◇牧師室より◇

上野英信氏の『追われゆく抗夫たち』を、何回読んだだろうか。日本の近代化、軍国主義化と経済成長を石炭産業が支えてきた。石炭は「黒いダイヤ」と言われ、エネルギーの根幹であった。しかし、石油エネルギーへの転換が図られ、炭鉱は次々に閉鎖されていった。英信氏は、地獄のような地底で炭鉱産業を担った抗夫たちを愛し、追われゆく彼らの実像を描き出している。

英信氏の息子の朱氏が『父を焼く −上野英信と筑豊』を著している。

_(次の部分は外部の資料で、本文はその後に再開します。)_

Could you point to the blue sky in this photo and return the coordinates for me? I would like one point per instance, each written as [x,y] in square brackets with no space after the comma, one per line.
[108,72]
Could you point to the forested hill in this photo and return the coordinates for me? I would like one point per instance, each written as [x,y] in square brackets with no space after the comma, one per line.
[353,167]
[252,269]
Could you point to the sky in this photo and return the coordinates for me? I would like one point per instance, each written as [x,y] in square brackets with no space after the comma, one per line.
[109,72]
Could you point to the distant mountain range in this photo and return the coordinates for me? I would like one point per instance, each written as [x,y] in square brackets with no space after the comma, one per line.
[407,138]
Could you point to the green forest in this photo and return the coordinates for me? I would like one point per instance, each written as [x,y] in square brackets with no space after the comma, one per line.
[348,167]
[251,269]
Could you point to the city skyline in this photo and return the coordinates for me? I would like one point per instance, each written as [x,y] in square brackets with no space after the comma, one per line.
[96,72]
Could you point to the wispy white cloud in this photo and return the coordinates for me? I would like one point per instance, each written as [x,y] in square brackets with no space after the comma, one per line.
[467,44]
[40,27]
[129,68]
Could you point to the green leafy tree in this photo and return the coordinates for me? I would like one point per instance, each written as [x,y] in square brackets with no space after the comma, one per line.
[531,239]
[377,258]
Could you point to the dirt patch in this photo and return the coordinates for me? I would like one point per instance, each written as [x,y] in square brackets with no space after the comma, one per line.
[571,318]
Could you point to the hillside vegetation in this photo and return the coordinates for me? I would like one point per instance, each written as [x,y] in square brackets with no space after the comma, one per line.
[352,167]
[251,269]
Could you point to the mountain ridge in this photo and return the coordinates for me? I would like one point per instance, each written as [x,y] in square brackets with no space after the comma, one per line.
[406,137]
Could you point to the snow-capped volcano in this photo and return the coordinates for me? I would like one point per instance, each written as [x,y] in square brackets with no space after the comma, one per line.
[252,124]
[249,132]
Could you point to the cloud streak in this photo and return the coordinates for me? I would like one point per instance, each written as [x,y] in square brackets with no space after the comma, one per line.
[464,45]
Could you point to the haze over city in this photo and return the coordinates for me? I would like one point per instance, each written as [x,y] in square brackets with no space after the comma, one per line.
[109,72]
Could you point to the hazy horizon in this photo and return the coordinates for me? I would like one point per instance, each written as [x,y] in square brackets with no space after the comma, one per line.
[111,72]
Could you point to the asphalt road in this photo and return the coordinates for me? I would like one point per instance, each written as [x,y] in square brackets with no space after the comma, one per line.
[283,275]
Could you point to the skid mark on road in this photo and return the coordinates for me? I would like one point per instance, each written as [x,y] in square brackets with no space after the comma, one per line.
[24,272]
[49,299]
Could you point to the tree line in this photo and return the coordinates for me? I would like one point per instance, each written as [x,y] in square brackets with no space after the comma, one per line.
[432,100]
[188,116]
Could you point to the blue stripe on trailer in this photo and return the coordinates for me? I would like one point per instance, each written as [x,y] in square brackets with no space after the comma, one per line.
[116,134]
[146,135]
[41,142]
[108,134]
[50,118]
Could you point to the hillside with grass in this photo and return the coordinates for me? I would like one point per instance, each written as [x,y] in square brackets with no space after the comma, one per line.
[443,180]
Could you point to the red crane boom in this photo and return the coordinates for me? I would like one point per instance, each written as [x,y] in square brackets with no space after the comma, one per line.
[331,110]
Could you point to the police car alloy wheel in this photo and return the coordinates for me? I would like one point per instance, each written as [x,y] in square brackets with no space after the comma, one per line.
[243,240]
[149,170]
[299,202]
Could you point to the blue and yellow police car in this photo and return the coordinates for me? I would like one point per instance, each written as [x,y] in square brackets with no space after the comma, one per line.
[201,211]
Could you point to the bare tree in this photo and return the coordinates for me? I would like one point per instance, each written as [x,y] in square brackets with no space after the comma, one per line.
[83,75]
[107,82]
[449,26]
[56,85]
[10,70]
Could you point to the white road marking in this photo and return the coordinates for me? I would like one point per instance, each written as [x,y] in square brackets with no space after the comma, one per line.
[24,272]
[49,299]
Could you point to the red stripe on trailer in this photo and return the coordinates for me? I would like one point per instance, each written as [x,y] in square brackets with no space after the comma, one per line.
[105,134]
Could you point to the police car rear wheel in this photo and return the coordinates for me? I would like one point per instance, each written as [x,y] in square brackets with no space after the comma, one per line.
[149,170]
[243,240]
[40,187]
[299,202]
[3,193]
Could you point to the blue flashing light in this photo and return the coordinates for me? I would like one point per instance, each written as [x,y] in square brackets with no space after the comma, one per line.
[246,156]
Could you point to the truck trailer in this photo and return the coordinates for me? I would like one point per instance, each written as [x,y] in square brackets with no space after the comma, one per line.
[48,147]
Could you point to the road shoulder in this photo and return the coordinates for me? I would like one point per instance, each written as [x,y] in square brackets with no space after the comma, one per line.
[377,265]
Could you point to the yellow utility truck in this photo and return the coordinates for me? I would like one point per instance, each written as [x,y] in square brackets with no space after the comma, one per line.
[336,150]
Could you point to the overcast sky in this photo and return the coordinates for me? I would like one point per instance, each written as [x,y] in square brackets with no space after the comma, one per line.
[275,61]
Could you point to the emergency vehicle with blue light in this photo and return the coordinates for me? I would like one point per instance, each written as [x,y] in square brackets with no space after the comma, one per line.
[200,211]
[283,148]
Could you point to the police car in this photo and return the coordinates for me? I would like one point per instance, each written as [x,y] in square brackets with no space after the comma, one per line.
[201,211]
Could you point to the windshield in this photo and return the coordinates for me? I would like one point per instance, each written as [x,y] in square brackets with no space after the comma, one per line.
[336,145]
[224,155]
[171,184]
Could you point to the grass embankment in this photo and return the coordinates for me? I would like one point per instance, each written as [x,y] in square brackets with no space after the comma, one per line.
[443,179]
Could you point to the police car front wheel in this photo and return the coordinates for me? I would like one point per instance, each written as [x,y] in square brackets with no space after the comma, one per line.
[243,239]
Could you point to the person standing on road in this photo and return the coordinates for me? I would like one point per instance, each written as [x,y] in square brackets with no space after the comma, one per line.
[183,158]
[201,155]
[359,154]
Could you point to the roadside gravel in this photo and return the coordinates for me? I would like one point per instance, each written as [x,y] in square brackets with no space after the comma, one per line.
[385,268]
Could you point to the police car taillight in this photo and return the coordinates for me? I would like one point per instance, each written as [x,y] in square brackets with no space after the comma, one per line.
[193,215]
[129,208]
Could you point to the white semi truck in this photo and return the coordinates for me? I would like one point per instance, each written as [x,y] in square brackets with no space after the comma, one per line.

その本の中に、筑豊のヤマで50余年働いた山本作兵衛氏がしばしば現れる作兵衛氏は、60歳を過ぎてから、子やその孫たちに炭鉱の現実を伝えようとして、絵筆をとり、幼い頃から見てきた抗夫たちの労働と生活を千枚に及ぶ絵に描き残した。

その作兵衛氏の絵がユネスコの「世界記憶遺産」に日本では初めて登録されたというニュースを聞いた。「世界記憶遺産」は「アンネの日記」、「ベートーヴェンの第九草稿」、「フランス人権宣言」などが登録されている。これらと同等の遺産として認められた。快挙である。

作兵衛氏は1967年に『画文集 炭鉱(ヤマ)に生きる 地の底の人生記録』を出している。世界記憶遺産の登録を機に、新装版が上梓された。学識もなく、絵画を学んだこともない作兵衛氏は、大酒飲みだったそうだが、働きづめであった。ヤマの仕事と生活環境を正確に記憶し、言葉を失うほどの過酷な労働と貧しさに耐えた姿を克明に描いている。絵が世に知られるようになっても、一枚もお金にせず、質素で清らかな身ぶりは変わらなかった。そして「無学な絵好きの馬鹿もんでございます」と言っていたという。気が滅入る世相の中で「人間、捨てたものではない」と嬉しく思った。誠実に生きようとする人はいる。それが人々に勇気を与える。

時代はいつも埋もれた底辺労働者によって支えられている事実を知らされた。原発事故処理を担っている人々を思う。